Millet is the ur-porridge. According to an excellent article in Wikipedia, it is not one seed at all, but the seeds of various plants around the world that are all raised and cooked the same way. It was cultivated 10,000 years ago, and it’s one of the seeds they found in the stomach of the Iron Age (about 500 BCE) bog bodies in Jutland, Seamus Heaney mentions the seeds in stomach in his poem on Tollund Man. it was the staple of many cultures before maize was imported from the Western Hemisphere, and it is still a staple of millions of people today in Africa and Asia, and the porridge is a common food for weaning. Clare across the street told me that when she was in Senegal, she ate a porridge made from green millet (rather than the yellow kind we get in the UK) every day. Recently Carolyn Phillips reported on a simple Chinese version that is a lot like congee.

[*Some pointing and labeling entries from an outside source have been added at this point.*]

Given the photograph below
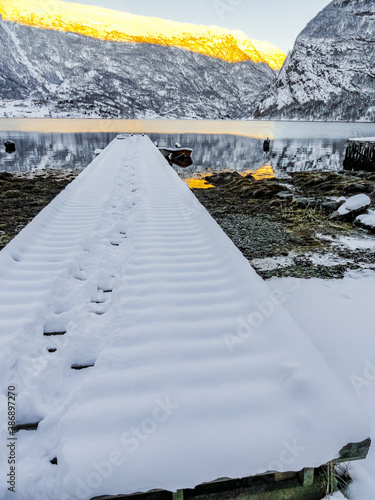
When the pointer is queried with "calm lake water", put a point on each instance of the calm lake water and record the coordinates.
(217, 145)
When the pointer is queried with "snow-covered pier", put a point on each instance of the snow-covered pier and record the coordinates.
(360, 154)
(144, 350)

I based my rather more fancy porridge on a recipe based on that from Lizzie’s Kitchen at WholeFoodMatters. The principle of this and related seed porridges seems to be cooking the grains first, and then adding more liquid.
¼ cup millet grain
½ cup water
¼ cup chopped apricots
¼ cup chopped dates
toasted sunflower seeds
toasted pumpkin seeds
1 cup soy milk
[Lizzie’s Kitchen also added some maple syrup]
I rinsed the millet in a sieve, and cooked it in the water for fifteen minutes until the water was absorbed, and then fluffed it with a fork. Then I added the other ingredients and cooked it for fifteen minutes more, in the double boiler. It turned into a rather thick but tasty mound.
It doesn’t seem to me to be as pleasantly filling as oatmeal. Tess showed an interest, because she had liked millet porridge in Finland, but this wasn’t at all what she had in mind, since it looks more like a dinner side dish than a breakfast porridge. I’ll look for some millet meal and see if that reproduces better what she remembers.
Feasts and Fotos has a very similar recipe for quinoa, cooking it first (or using leftover cooked quinoa). There is a nice touch of a teaspoon of yoghurt at the end, which does make it smoother and more porridge-like.